Eu particularmente já sofri quando alertei meus superiores a respeito de uma falha grave na empresa... e acabei saindo prejudicado, por mais que eu estivesse correto, sai prejudicado e hoje não sei se faria a mesma coisa. Creio deve guardar certas coisas somente para mim e procurar fazer o melhor serviço possível o qual não há o que por defeito. Em fim, é o que penso, só não sei se o que penso é o que devo expressar.
23/06/2009 17:53:59
5 aparecida elisandra mathias de oliveira - Lençois Paulista
Vivemos num mundo onde dizer o que se pensa é quase um crime.

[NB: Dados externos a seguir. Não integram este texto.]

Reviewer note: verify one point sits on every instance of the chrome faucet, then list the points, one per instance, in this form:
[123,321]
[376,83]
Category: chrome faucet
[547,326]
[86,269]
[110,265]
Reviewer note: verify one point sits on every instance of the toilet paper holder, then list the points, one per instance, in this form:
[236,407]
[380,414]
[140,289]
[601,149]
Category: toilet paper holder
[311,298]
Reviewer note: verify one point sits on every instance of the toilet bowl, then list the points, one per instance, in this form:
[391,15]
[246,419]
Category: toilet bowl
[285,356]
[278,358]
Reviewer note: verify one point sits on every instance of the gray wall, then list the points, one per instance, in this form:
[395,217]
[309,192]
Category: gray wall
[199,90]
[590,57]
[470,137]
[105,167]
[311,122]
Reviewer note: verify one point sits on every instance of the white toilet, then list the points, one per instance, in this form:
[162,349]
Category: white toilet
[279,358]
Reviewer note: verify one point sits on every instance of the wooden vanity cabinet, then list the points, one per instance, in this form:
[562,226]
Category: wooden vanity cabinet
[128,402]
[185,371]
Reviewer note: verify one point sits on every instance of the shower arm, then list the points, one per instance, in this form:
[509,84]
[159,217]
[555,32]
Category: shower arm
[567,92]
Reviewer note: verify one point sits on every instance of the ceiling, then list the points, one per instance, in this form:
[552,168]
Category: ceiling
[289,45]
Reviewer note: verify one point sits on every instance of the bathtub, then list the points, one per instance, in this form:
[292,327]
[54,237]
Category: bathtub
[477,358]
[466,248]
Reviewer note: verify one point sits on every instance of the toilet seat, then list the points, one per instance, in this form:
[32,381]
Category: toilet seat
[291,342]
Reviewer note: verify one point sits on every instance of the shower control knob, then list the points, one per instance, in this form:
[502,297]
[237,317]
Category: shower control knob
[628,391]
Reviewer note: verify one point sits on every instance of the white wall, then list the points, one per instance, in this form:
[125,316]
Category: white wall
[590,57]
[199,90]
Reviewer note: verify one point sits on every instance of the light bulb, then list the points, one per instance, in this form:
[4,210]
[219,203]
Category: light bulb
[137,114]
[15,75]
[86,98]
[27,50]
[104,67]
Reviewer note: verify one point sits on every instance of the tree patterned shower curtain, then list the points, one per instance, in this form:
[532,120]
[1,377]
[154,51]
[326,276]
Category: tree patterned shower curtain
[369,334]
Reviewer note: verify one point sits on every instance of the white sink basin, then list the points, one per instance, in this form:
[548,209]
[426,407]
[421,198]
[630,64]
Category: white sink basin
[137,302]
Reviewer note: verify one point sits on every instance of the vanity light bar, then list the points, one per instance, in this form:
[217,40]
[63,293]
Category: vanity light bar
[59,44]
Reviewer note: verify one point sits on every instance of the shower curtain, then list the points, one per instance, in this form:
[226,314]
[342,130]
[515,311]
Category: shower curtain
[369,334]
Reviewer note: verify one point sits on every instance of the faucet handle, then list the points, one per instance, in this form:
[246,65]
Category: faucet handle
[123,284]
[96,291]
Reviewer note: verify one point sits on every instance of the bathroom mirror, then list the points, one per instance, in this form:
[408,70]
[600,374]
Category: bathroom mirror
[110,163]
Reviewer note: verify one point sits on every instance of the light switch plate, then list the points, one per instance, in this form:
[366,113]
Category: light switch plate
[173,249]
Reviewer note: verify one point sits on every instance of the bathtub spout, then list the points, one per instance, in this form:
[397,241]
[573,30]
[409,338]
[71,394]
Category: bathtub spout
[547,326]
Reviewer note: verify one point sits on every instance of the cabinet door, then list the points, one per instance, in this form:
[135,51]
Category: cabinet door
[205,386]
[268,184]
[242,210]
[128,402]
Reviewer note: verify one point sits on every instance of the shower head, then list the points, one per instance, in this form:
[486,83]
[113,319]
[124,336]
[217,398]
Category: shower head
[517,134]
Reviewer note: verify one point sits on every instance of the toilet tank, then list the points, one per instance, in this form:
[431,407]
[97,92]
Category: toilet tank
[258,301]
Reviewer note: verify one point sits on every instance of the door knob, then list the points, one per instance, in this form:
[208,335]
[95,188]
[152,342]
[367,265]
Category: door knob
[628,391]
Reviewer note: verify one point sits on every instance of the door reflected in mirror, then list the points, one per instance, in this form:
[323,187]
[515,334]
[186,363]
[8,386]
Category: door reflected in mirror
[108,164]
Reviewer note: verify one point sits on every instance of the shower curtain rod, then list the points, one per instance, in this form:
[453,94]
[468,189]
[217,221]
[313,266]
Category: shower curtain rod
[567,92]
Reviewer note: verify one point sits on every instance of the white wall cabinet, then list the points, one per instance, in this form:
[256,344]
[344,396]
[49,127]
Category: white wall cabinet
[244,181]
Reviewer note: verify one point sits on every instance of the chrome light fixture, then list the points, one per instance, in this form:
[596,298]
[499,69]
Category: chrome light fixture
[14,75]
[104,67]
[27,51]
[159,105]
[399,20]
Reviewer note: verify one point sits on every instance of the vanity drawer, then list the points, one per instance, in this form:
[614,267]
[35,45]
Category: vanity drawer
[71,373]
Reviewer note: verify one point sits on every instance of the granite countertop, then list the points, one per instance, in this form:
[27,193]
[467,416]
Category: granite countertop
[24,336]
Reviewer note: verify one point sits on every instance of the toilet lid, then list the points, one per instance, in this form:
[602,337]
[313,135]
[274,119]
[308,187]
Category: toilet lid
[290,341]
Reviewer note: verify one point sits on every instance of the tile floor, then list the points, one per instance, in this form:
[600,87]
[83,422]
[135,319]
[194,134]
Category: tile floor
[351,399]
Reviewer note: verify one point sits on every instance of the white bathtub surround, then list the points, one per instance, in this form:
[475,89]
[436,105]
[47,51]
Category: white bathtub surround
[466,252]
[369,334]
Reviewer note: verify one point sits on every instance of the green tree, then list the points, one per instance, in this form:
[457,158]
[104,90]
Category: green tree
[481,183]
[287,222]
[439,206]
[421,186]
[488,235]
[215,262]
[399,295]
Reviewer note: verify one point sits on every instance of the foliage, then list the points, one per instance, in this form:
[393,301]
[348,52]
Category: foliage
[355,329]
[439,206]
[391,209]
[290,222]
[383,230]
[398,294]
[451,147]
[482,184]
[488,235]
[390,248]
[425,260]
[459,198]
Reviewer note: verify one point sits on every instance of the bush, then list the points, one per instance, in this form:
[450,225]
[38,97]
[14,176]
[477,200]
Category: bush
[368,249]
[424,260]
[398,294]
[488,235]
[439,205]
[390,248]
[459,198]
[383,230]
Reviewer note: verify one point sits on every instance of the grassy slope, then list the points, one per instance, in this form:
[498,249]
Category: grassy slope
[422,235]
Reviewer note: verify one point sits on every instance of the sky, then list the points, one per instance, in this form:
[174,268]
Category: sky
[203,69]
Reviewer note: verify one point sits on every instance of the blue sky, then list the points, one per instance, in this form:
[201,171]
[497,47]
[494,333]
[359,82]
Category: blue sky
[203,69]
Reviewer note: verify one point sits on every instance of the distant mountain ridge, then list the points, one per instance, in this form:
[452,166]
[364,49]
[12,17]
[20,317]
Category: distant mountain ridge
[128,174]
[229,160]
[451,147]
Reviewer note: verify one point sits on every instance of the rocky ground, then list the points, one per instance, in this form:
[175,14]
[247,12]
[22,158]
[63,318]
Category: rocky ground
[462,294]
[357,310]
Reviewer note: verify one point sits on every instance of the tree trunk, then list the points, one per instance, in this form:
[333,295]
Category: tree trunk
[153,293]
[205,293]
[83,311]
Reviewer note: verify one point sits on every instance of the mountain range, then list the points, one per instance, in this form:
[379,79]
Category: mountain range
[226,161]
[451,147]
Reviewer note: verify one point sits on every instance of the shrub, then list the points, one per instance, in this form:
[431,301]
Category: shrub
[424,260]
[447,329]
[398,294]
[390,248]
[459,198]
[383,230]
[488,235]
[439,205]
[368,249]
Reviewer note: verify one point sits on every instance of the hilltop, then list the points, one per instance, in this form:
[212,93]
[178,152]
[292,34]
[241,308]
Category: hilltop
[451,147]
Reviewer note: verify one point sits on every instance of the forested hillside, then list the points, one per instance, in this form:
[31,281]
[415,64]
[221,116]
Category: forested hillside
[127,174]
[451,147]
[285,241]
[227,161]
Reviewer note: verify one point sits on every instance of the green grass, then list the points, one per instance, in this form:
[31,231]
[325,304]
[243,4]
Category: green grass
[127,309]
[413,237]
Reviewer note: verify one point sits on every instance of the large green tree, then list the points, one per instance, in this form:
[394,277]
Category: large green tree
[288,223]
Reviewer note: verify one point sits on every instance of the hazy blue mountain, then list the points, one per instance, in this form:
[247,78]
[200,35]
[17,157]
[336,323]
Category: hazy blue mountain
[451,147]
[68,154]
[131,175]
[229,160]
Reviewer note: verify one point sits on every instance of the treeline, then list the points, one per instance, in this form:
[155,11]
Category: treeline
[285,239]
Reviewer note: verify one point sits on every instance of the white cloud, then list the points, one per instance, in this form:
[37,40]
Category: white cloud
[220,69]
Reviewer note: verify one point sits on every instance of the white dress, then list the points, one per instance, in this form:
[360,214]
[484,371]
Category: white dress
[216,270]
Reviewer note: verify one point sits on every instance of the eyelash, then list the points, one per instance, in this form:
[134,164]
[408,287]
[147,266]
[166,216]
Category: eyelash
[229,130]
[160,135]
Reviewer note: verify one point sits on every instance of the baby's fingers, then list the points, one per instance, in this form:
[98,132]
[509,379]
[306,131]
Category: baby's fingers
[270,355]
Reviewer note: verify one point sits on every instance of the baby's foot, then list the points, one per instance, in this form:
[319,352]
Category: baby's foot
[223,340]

Principalmente nas escolas, vivemos o mundo da submissão ao que alguém disse ser correto ou incorreto.
18/06/2009 07:48:44
6 Renata -
Somos da geração que boca calada não entra mosca, mas se ficarmos calados, estaremos concordando com a situação. Se temos um pensamento, e estamos certo disso, devemos lutar até que alguém nos prove o contrário.
05/06/2009 19:16:51
7 ANA MARIA lOURENÇO FERRARI GONTIJO - Campos do Jordão
Muito Bom!...
O politicamente Incorreto,
Fazer o que não é certo
Se atrever no que é incerto
Explorar o diferente...
Mostrar sua cara de gente!
Muito Bom!
Anamaria
29/05/2009 09:14:35
8 Fábio Adiron - São Paulo
Só é preciso tomar muito cuidado quando o politicamente incorreto é um pretexto para ofender ou menosprezar determinadas pessoas, especialmente as que estão em situação de vulnerabilidade.
A liberdade de expressão nãopode incluir obrigatoriamente a liberdade de agressão.
29/05/2009 00:33:48
9 João Aguiar Soares Machado - São Sebastião SP
Temos que ter sempre em mente que se ficarmos calados para não nos expormos, estaremos concordando com todas as barbáries que estão acontecendo ao nosso redor.
Devemos sim, colocar a boca no tronbone e botar para fora todas as nossas frustações com tudo de errado que está sendo cometido em nome de nossa democracia, pelos administradores de plantão.
28/05/2009 11:56:55
10 rosemary dias pinheiro - lençóis paulista
vivemos num mundo onde dizer o que se pensa é quase um crime.
nossa sociedade está tão acostumada a defender a ideia de que o calado é o correto, que na maioria das vezes falar se torna uma contravenção.
se as pessoas começassem a entender o direito à palavra, esta idéia seria desfeita, e todosteriam direito à novas idéia.
27/05/2009 10:38:19
11 lilio - são paulo
Misturar Voltaire, Batman , Coringa, Galileu, por si só, já não seria politicamente correto.
Maravilha podermos discutir a possibilidade de ser incorreto, no correto sentido , é claro. Principalmente nas escolas, vivemos o mundo da submissão ao que alguém disse ser correto ou incorreto. Que tal disponibilizar para crianças e jovens a possibilidade da polêmica? Poderia dar uma pedagogia e tanto. E acho que corretíssima e oportuna.